Gdy tata idzie na macierzyński
Hiszpańska minister obrony wróciła do pracy sześć tygodni po porodzie. Małym Miguelem zajmie się jej mąż - pisze "Rzeczpospolita".
01.07.2008 | aktual.: 01.07.2008 21:14
Carme Chacon jeszcze tuż przed porodem wizytowała wojska hiszpańskie w Afganistanie i Libanie. Gdy urodziła, regularnie konsultowała się z zastępującym ją szefem MSW i ze swymi współpracownikami. Zamieszkała nawet w Ministerstwie Obrony, by trzymać rękę na pulsie. Wreszcie przerwała przysługujący jej 16-tygodniowy urlop macierzyński i wróciła do pracy. Urlop dokończy za nią mąż. Jak innych 1280 hiszpańskich ojców opiekujących się obecnie niemowlętami w zastępstwie pracujących mam. W Hiszpanii nadal decydują się na to nieliczni.
Tak jest też w wielu innych krajach, choć tatusiowie mają taką możliwość praktycznie w całej Europie. W Polsce każdy ojciec może się zamienić z żoną na urlop, gdy dziecko ma skończone 14 tygodni. W Niemczech przysługują mu trzy miesiące, choć pełnopłatnych jest tylko 15 dni (potem zasiłek w wysokości płacy minimalnej). Podobnie jest na przykład w Słowenii. Najczęściej jednak długość pełnopłatnego urlopu wynosi od dwóch do 14 dni. Na dwa tygodnie z dzieckiem mogą liczyć między innymi Brytyjczycy i Estończycy.
Urlop ojcowski jest najbardziej popularny na północy Europy. Norwegia – jako pierwsza – wprowadziła go w 1993 roku. W Islandii, gdzie prawo działa od 2002 roku, każdy ojciec ma prawo do spędzenia z dzieckiem trzech miesięcy, za co otrzymuje 80 procent dotychczasowej pensji. - Chodziło o równość płci. Początkowo były duże obawy, że urlop ojcowski będzie negatywnie postrzegany, ale dziś korzysta z niego zdecydowana większość Islandczyków.
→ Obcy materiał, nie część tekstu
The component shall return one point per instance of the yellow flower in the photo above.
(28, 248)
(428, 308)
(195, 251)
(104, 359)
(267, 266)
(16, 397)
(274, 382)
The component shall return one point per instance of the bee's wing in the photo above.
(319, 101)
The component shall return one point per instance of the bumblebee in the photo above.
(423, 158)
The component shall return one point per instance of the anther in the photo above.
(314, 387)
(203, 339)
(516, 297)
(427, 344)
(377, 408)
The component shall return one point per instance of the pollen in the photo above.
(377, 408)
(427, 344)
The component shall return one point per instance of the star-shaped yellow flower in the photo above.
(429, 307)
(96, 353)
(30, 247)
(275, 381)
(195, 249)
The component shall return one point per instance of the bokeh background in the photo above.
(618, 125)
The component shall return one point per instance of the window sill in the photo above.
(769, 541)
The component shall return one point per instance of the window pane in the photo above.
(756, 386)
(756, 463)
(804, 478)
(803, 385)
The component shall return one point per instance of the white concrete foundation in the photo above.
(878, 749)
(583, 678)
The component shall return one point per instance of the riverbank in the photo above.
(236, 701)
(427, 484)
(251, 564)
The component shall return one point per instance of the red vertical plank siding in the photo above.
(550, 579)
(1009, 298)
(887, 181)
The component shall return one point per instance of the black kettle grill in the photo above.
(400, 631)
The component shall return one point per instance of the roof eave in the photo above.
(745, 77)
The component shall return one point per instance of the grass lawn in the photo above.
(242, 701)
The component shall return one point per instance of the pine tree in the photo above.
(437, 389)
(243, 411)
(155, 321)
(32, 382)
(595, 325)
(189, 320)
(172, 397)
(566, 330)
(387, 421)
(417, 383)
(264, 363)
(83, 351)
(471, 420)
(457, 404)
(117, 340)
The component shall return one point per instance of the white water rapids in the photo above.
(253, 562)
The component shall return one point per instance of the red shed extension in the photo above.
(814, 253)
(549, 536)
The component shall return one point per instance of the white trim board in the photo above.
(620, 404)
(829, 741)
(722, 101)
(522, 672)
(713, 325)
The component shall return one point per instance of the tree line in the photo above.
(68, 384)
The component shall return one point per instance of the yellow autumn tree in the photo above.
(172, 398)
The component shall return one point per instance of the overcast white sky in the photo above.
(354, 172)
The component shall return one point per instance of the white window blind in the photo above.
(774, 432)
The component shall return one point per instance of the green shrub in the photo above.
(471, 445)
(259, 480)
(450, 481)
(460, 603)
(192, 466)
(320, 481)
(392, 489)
Myślę, że pomogły znane osoby, które publicznie ogłaszały, że idą na urlop - powiedział „Rzeczpospolitej” Stefan Olaffson, socjolog z Uniwersytetu w Reykjaviku - – Islandczycy idą na urlop, bo znajdują się pod presją społeczną. Media nieustannie przypominają im, że ojciec powinien spędzać czas z dzieckiem, bo dzięki temu buduje z nim najtrwalsze więzi.